[email protected], le mar. 03 mars 2026 04:08:15 +0000, a ecrit:
> #### R-1: `ss->intr_port` and `ss->cancel` lack memory ordering (LOW on x86)
> 
> **Files**: `hurd/signal.h:98,112`, `intr-msg.c:98`, `hurdsig.c:399`
> 
> `intr_port` is `volatile` but without memory barriers. `cancel` isn't even
> `volatile`. On x86 TSO, both are safe: volatile prevents compiler reordering,
> and TSO provides hardware ordering. The `thread_suspend`/`thread_abort` 
> syscalls
> act as implicit barriers. On weaker architectures (ARM, RISC-V), these would
> need proper atomic operations.
> 
> #### R-2: `ss->cancel = 0` written without lock (LOW on x86)
> 
> **Files**: `intr-msg.c:292,304,380`
> 
> The cancel flag is cleared without holding `ss->lock`, while
> `hurd_thread_cancel()` sets it under the lock. On x86, aligned `int` writes
> are atomic. The asm volatile in `INTR_MSG_TRAP` acts as a compiler barrier.

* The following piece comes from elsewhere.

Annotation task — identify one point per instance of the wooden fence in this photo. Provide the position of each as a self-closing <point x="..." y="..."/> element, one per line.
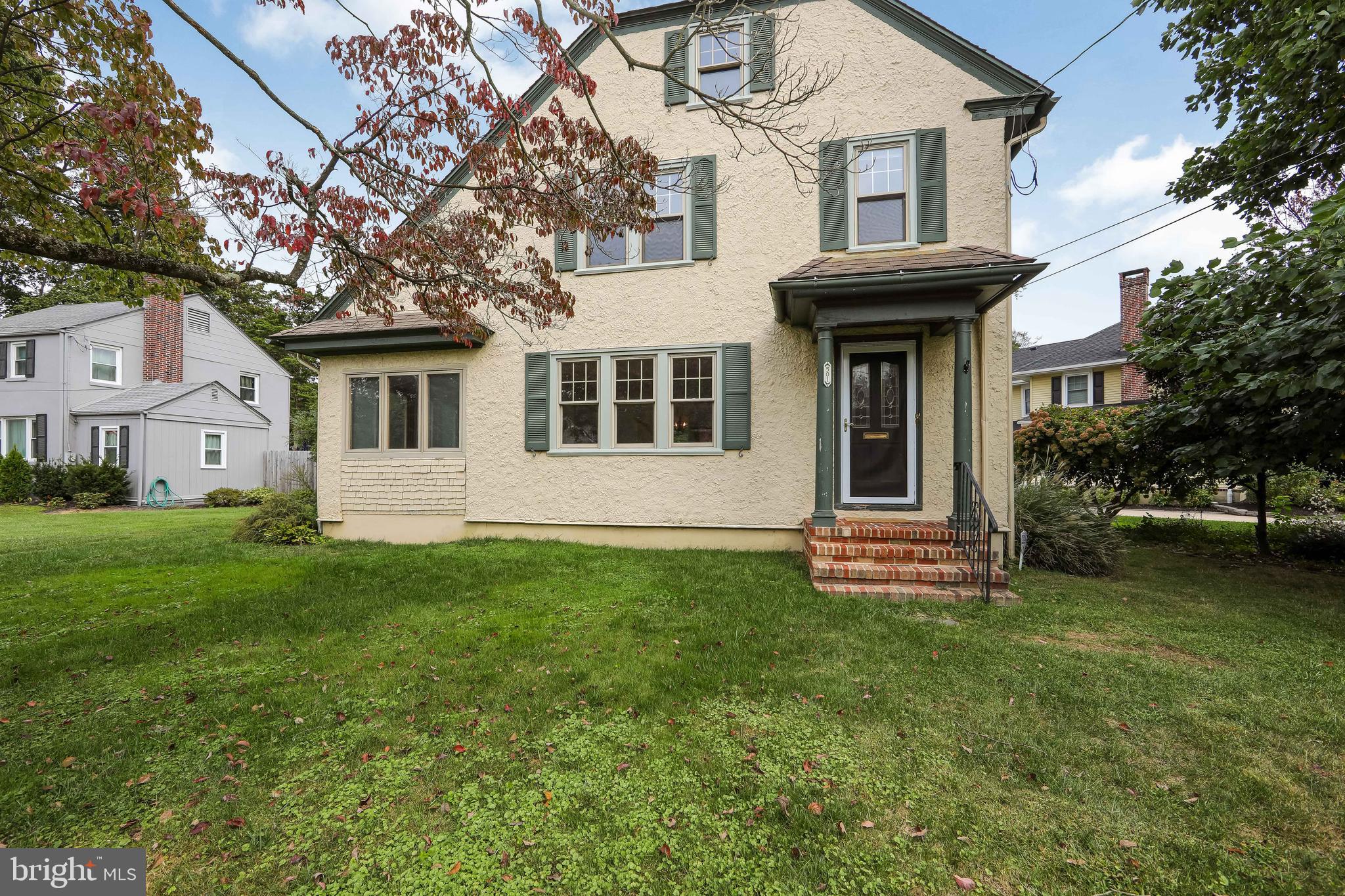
<point x="288" y="471"/>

> #### H-7: `__pthread_total` uses relaxed ordering for last-thread check (LOW 
> on x86)
> 
> **File**: `htl/pt-exit.c:60`
> 
> ```c
> if (atomic_fetch_add_relaxed (&__pthread_total, -1) == 1)
>     exit (0);
> ```
> 
> Relaxed ordering is sufficient for the atomic decrement but not for the
> "last thread" decision, which should synchronize with other threads' cleanup.
> Safe on x86 TSO; incorrect on weakly-ordered architectures.

> #### P-3: `pthread_once` uses plain load/store with fences (LOW on x86)
> 
> **File**: `sysdeps/htl/pt-once.c:37-53`
> 
> The double-checked locking pattern uses `atomic_full_barrier()` + plain
> load/store rather than C11 atomics. Correct on x86; formally undefined
> behavior in C11 due to data race on non-atomic accesses.

These should probably be checked indeed.